Trouver une solution

La conférence a été décidée après une rencontre à Doha entre le mollah Baradar, qui est également le chef du bureau politique des talibans, et l'envoyé spécial chinois Deng Xijon, selon Suhail Shaheen.

«Les deux parties ont discuté de la conférence inter-afghane à venir à Pékin et des questions relatives à la solution du problème afghan», a-t-il dit sur Twitter.

Sollicité par l'AFP pour savoir qui participerait à la conférence, le gouvernement afghan n'a pas réagi dans un premier temps à la déclaration de Suhail Shaheen.

Dans son tweet le porte-parole des talibans a précisé que «tous les participants assisteront [à la conférence] à titre personnel et présenteront leur point de vue personnel pour trouver une solution au problème afghan».

Les talibans nient toute légitimité au pouvoir afghan, qu'ils qualifient régulièrement de «marionnette» des États-Unis. Une position réaffirmée par Suhail Shaheen dans ses déclarations à l'AFP.

Le porte-parole a indiqué que «si quelqu'un du gouvernement afghan est inclus dans la liste nous examinerons son niveau et son statut». Il a précisé qu'il «n'est pas possible que quelqu'un de très haut niveau participe à la conférence en prétendant le faire à titre personnel».

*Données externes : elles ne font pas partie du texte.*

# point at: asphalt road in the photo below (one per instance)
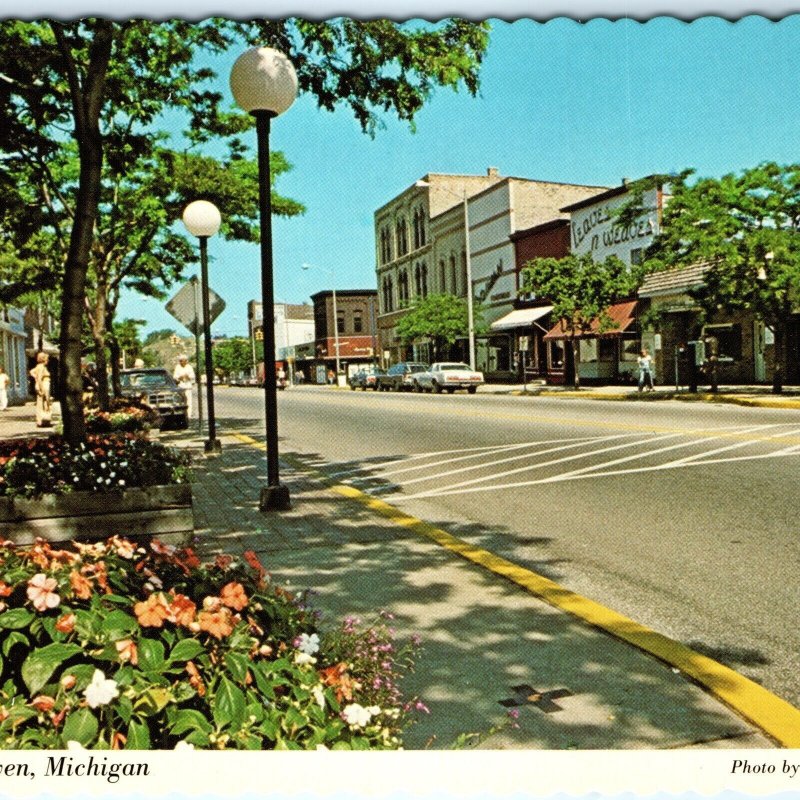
(682, 516)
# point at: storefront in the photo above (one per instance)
(605, 355)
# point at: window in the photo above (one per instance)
(728, 344)
(402, 237)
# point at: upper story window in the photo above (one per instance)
(386, 245)
(402, 237)
(419, 227)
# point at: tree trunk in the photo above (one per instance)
(576, 346)
(780, 352)
(87, 99)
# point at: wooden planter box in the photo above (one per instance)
(163, 512)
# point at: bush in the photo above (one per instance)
(123, 415)
(32, 467)
(116, 646)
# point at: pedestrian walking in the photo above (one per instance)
(185, 378)
(4, 381)
(41, 380)
(645, 362)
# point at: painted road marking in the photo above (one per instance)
(758, 705)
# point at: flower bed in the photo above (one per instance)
(123, 415)
(116, 646)
(51, 491)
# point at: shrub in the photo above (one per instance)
(31, 467)
(117, 646)
(123, 415)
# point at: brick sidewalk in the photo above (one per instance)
(483, 637)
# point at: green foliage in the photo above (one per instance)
(442, 318)
(581, 291)
(114, 645)
(233, 355)
(745, 227)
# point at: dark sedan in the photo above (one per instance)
(366, 378)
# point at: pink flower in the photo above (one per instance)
(40, 592)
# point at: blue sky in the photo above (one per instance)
(562, 101)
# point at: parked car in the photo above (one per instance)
(366, 378)
(157, 388)
(400, 377)
(448, 376)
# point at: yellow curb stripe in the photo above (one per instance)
(774, 716)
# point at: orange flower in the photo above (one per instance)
(152, 612)
(233, 596)
(41, 592)
(127, 652)
(218, 623)
(66, 624)
(182, 610)
(81, 587)
(337, 677)
(195, 681)
(43, 703)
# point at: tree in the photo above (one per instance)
(581, 291)
(74, 78)
(746, 228)
(442, 318)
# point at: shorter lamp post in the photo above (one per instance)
(264, 83)
(335, 318)
(202, 219)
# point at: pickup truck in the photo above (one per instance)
(448, 376)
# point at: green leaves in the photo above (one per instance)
(40, 664)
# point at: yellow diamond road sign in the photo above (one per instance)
(187, 306)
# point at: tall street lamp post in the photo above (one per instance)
(335, 318)
(264, 84)
(468, 259)
(202, 219)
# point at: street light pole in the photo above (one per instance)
(264, 84)
(202, 219)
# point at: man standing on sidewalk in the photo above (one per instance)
(4, 381)
(185, 378)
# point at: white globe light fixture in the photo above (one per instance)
(202, 219)
(264, 83)
(263, 79)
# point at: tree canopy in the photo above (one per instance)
(105, 85)
(581, 291)
(745, 227)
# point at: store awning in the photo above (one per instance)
(622, 315)
(521, 318)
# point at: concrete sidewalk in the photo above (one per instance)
(488, 644)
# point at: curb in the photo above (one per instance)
(703, 397)
(775, 717)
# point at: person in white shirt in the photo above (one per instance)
(185, 378)
(645, 370)
(4, 381)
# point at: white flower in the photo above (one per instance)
(184, 746)
(101, 690)
(308, 644)
(356, 716)
(319, 695)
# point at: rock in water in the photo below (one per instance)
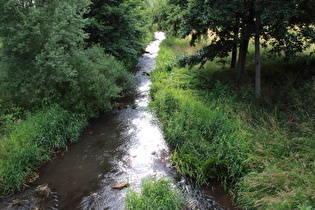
(121, 185)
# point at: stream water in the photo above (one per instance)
(125, 144)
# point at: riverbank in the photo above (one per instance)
(263, 155)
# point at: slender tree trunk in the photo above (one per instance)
(241, 60)
(257, 57)
(234, 49)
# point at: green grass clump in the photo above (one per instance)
(155, 194)
(264, 153)
(32, 142)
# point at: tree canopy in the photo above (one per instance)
(45, 58)
(287, 27)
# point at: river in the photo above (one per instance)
(125, 144)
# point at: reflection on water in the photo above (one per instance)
(125, 145)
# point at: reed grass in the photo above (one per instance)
(264, 154)
(155, 194)
(32, 142)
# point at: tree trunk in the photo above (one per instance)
(241, 60)
(257, 57)
(234, 49)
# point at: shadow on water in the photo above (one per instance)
(125, 144)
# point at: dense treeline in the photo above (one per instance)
(283, 27)
(260, 144)
(61, 63)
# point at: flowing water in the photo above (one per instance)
(125, 144)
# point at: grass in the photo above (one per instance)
(32, 142)
(264, 155)
(155, 194)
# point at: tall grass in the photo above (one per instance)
(32, 142)
(264, 154)
(155, 194)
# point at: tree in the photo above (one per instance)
(44, 60)
(119, 26)
(285, 25)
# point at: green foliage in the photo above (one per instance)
(155, 194)
(32, 142)
(121, 27)
(265, 153)
(44, 61)
(205, 136)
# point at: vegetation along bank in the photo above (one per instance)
(235, 96)
(62, 62)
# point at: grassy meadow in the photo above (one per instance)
(264, 154)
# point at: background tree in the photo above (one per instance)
(286, 26)
(44, 60)
(119, 26)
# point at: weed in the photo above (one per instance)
(32, 142)
(155, 194)
(264, 153)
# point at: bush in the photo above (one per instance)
(263, 152)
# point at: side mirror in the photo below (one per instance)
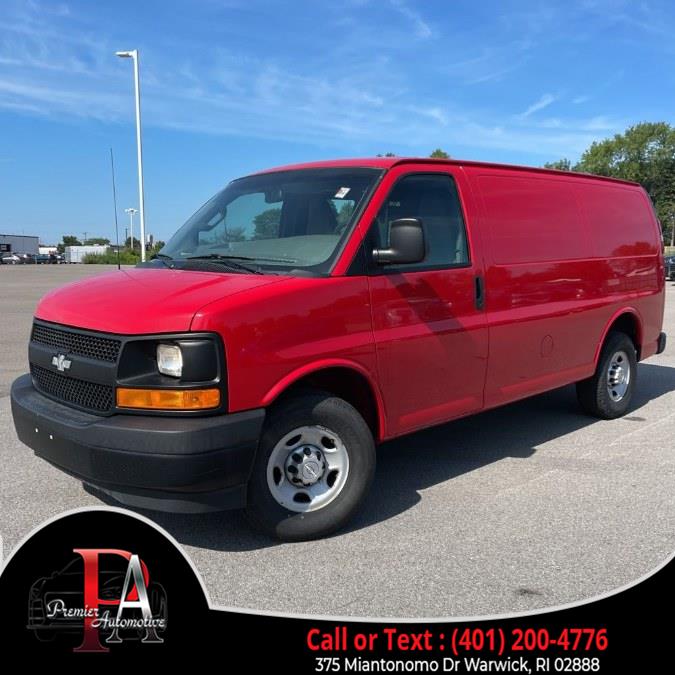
(406, 243)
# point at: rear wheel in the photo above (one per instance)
(607, 394)
(313, 468)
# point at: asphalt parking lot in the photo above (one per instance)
(528, 506)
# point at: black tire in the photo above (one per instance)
(339, 417)
(594, 394)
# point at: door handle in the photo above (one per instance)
(479, 292)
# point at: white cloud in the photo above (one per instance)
(339, 103)
(422, 28)
(542, 102)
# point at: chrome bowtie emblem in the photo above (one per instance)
(61, 362)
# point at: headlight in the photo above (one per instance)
(169, 360)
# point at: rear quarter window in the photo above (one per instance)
(619, 220)
(532, 219)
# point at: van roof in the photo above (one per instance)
(389, 162)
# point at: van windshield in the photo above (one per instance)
(285, 221)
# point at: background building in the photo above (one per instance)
(19, 243)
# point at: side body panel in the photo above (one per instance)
(561, 263)
(272, 339)
(430, 337)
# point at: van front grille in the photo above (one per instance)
(74, 342)
(88, 395)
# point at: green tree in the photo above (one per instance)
(644, 153)
(68, 240)
(267, 224)
(563, 164)
(439, 154)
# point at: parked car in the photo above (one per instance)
(306, 313)
(669, 264)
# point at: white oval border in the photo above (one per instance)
(322, 617)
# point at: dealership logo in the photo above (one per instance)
(104, 595)
(61, 362)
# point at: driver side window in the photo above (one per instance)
(433, 199)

En mai des opposants politiques au gouvernement afghan avaient rencontré une délégation talibane à Moscou.

Vide sécuritaire

En juillet, une réunion – la première depuis de nombreuses années – s'était tenue entre des talibans et divers hauts responsables afghans à Doha. Les deux parties s'étaient engagées à établir une «feuille de route pour la paix» en Afghanistan.

Pour sa part Pékin a déjà accueilli une délégation de talibans en juin, puis à la fin septembre, après la suspension par le président américain Donald Trump des pourparlers avec les insurgés sur un retrait des forces américaines d'Afghanistan en échange de certaines contreparties des rebelles.

La Chine, qui partage une courte frontière de 76 km avec l'Afghanistan à ses confins du nord-est, s'intéresse à ses ressources minérales et s'inquiète du vide sécuritaire qui pourrait se produire après le départ des dernières unités combattantes américaines.

Donald Trump a mis fin aux pourparlers avec les insurgés après la mort d'un soldat américain dans un attentat revendiqué par les talibans.